Cheddar-Beer Spread

January 6, 2014

Cheese has always featured prominently at our Christmas open house; it’s a perfect opportunity to sample three or four kinds from the shop that I would never just buy a hunk of on my own to eat. In addition to serving blocks of various cheeses, I’ve always made a baked brie wrapped in puff pastry. But this year we skipped the baked cheese and I brought back this zesty cheese spread, which I’d forgone the past few years in favor of trying new spreads and dips. Although I never personally developed a taste for drinking beer, I love how it works in recipes. And the flavors of sharp cheddar and beer pair perfectly – picture soft Bavarian pretzels with zingy cheddar dip from your favorite brew house, yum!

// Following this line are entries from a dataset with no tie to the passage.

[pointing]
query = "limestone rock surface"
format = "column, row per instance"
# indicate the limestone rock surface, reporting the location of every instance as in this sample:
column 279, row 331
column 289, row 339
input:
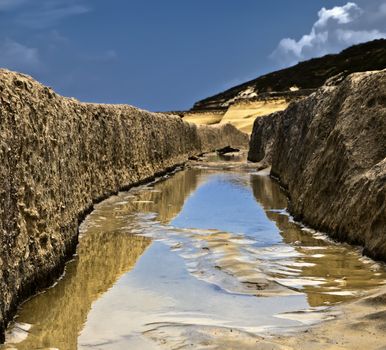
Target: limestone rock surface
column 329, row 151
column 59, row 156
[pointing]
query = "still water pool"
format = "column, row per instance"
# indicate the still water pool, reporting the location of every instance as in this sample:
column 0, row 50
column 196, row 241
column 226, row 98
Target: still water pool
column 180, row 262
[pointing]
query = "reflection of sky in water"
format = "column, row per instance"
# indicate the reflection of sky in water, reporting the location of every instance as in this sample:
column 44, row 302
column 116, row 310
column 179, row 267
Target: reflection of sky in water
column 215, row 250
column 224, row 203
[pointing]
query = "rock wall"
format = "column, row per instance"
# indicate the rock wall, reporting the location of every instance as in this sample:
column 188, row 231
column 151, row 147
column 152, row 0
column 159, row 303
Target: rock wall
column 58, row 157
column 329, row 152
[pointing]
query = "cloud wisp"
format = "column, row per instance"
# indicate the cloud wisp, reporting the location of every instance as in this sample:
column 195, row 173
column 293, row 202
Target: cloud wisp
column 335, row 29
column 17, row 56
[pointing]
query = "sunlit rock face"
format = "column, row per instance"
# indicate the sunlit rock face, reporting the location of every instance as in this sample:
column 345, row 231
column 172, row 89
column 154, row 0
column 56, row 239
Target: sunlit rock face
column 57, row 157
column 329, row 152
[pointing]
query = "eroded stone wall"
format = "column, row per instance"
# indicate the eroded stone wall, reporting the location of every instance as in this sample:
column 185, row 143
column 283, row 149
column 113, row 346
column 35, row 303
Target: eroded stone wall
column 59, row 156
column 329, row 151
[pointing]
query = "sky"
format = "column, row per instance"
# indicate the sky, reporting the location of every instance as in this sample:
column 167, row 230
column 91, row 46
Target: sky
column 166, row 55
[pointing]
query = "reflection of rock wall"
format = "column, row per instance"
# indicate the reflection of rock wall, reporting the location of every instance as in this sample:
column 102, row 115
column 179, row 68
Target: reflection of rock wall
column 329, row 152
column 106, row 250
column 59, row 314
column 57, row 157
column 338, row 266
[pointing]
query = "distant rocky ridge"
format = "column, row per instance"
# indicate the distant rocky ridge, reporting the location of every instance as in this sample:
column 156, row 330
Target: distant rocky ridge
column 59, row 156
column 329, row 152
column 307, row 75
column 242, row 104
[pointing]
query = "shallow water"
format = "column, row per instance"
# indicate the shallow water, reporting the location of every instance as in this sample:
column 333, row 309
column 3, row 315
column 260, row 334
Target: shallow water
column 179, row 262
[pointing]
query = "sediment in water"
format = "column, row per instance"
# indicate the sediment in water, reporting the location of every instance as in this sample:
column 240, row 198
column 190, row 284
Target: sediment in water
column 329, row 151
column 58, row 157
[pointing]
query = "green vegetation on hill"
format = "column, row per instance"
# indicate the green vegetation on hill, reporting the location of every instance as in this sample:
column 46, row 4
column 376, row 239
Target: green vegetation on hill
column 309, row 74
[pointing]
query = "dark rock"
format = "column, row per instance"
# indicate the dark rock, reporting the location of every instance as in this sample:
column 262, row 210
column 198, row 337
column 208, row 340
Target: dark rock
column 227, row 149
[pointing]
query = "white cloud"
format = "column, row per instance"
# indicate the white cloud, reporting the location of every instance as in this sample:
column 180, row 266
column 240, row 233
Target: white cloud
column 335, row 29
column 16, row 56
column 340, row 14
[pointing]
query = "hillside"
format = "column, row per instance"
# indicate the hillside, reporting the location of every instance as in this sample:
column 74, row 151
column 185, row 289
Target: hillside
column 305, row 75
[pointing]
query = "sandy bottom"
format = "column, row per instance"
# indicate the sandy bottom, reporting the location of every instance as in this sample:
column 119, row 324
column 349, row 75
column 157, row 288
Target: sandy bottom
column 207, row 259
column 241, row 115
column 203, row 118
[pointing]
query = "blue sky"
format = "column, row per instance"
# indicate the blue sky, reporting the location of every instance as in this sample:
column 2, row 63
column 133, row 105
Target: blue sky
column 166, row 55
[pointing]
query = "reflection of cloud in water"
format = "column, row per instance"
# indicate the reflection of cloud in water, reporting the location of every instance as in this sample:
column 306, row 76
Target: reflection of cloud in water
column 215, row 239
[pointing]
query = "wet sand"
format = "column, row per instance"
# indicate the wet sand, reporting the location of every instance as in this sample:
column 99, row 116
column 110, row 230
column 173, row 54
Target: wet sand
column 207, row 259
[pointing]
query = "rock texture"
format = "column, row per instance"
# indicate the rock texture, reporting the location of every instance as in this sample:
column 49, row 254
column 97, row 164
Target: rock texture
column 58, row 157
column 302, row 78
column 329, row 152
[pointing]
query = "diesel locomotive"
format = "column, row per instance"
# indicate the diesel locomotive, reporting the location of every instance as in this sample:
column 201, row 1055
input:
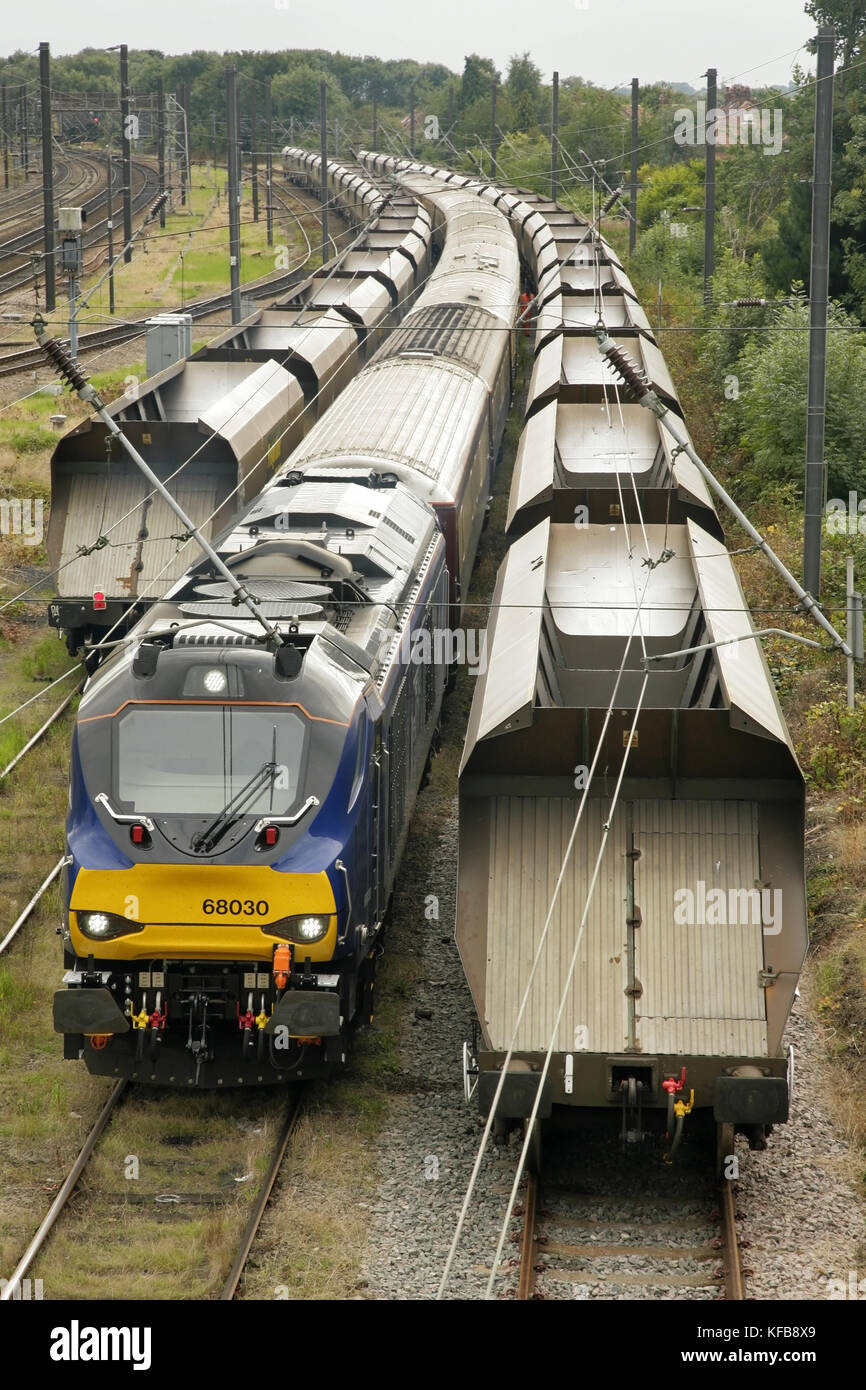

This spread from the ATK Family Cookbook is super easy to throw together, as long as you have a food processor. Even if you only have a mini processor, the recipe can easily be cut in half. The Worcestershire, dijon, and Tabasco give this spread a definite kick, so it’s best paired  with a hearty whole wheat or multigrain cracker. Rye crackers would also make an excellent flavor combination. Enjoy!

Cheddar-beer spread

The spread can be made up to 7 days ahead, kept refrigerated and tightly covered.

Serves 8 to 10


  • 1/2  cup lager-style beer
  • 1  pound sharp or extra-sharp cheddar cheese, shredded (about 4 cups)
  • 1/4  cup minced onion, rinsed and patted dry
  • 2  tablespoons ketchup
  • 1  tablespoon Dijon mustard
  • 1  tablespoon Worcestershire
  • 1½  teaspoons Tabasco
  • 1  garlic clove, minced


  1. Bring the beer to a boil in a small saucepan over high heat. Reduce heat to low and simmer for 1 minute. Remove from heat and cool to room temperature.
  2. Process the cheddar, onion, ketchup, mustard, Worcestershire, Tabasco, and garlic in a food processor until very smooth, about 1½ minutes. With the machine running, slowly drizzle in the beer and process until the mixture is smooth, about 1 minute. Transfer to a bowl, cover tightly with plastic wrap, and refrigerate until firm, about 2 hours.